Category: Equipment, Places, people | Date: Sep 26 2007 | By: admin

Today, an absolutely essential tool for exploration up the Lomami, or anywhere, is the GPS unit (Global Positioning System). One of the GPS units used by Ashley’s teams is pictured below marking my decimal degrees here in Kinshasa. John, my husband and good friend, just told me (Skype) that with those two strings of numbers you see at the top of the unit, you (or anyone) could set your own GPS unit and compass so that you could navigate amazingly close to me here on Poids Lourd Ave, next to the docks on the Congo River. Karibu!
26 september 07 013
This unit was as essential as the thuraya on Ashley’s first trip up the Lomami. Here it marks “home” by the docks of the Congo

I, myself, am just learning how to use one of these units, but already I cannot imagine how anyone could move around unknown forest or unknown waters without one.
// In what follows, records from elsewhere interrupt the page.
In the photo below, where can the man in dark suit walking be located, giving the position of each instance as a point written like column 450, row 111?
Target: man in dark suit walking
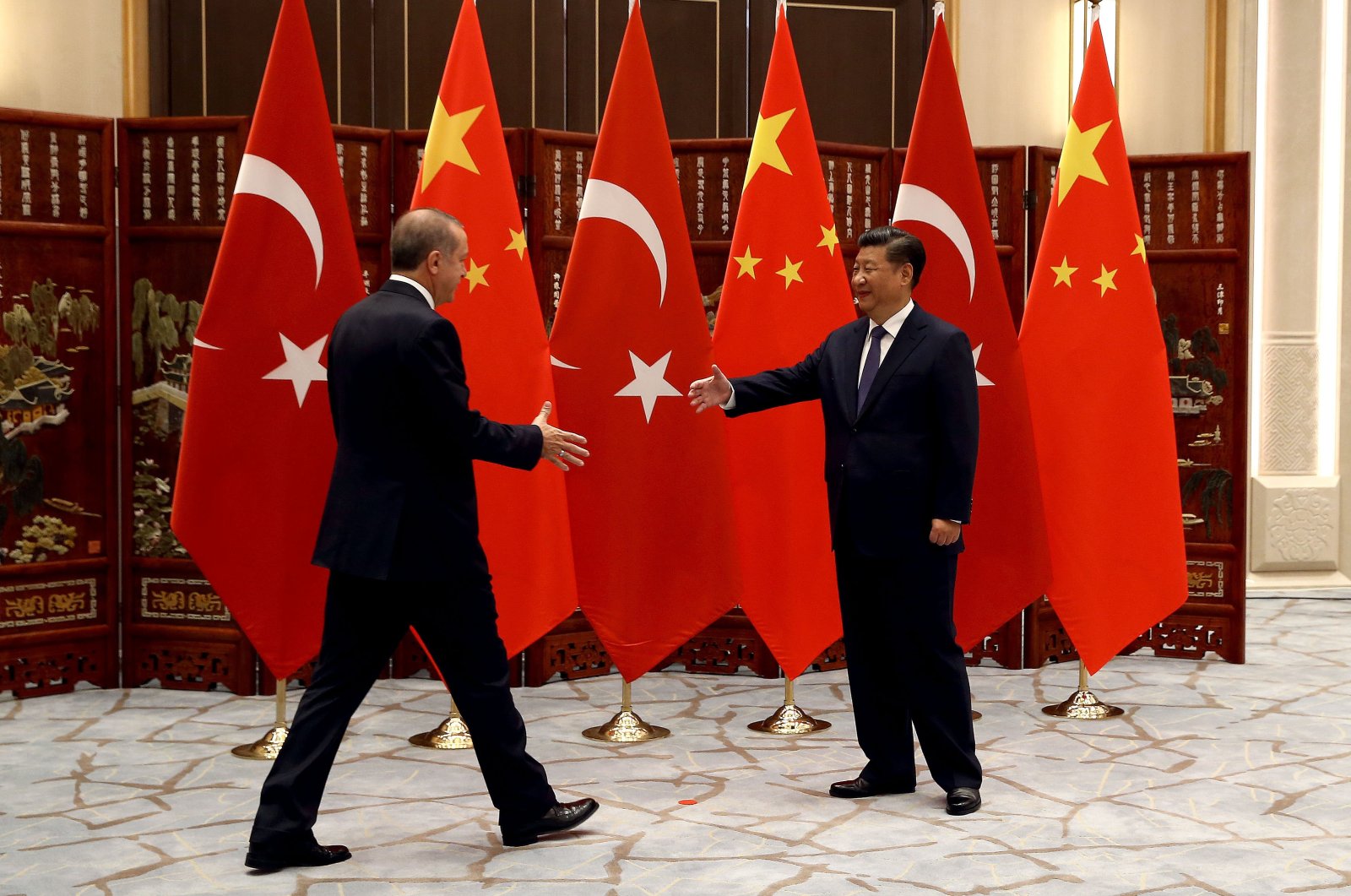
column 400, row 538
column 898, row 392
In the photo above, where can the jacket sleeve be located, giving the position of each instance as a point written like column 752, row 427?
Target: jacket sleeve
column 958, row 425
column 784, row 385
column 438, row 372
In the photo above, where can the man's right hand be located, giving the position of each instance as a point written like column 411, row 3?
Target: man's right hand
column 560, row 448
column 709, row 392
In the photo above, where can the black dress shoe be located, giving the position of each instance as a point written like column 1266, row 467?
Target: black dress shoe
column 963, row 801
column 560, row 817
column 860, row 787
column 272, row 858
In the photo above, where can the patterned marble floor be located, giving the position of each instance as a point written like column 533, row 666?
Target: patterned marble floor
column 1219, row 779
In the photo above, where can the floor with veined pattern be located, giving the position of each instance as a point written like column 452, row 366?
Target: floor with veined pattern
column 1219, row 779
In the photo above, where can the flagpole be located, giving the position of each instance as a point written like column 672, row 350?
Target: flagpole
column 626, row 726
column 269, row 745
column 789, row 718
column 452, row 734
column 1082, row 703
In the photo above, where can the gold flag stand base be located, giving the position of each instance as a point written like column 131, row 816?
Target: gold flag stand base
column 269, row 745
column 626, row 726
column 789, row 718
column 452, row 734
column 1082, row 703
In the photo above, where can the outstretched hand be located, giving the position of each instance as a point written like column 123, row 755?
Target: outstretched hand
column 561, row 448
column 709, row 392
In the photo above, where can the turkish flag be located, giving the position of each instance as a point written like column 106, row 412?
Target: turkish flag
column 465, row 172
column 1006, row 565
column 785, row 290
column 1099, row 388
column 652, row 520
column 258, row 443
So it is pretty amazing what the geographer-missionary Rev. George Grenfell was able to do back in the 19th century with compass, sextant, theodolite and immense patience and determination. His map of 1886, copied below, traces his discovery of many of the Congo’s major tributaries including the Kasai, the Ubangi and the Lomami.
TL2 carte 001
Grenfell was very accurate in portraying the areas he actually explored, including the lower Lomami. (source: 1886. Proceedings of the Royal Geographical Society and Monthly Record of Geography, vol8, #10, pp 627-634)

The source of the Lomami remained uncertain, however, as there was no record beyond 1 degree, 33 minutes south latitude which was as far as he went because, as he wrote, “the course of the Lomami was very torturous, and its current very strong.” As a result, the upper part of the Lomami, known from the southern savannas was mistakenly thought to be a completely different river system that dumped into the Sankuru River.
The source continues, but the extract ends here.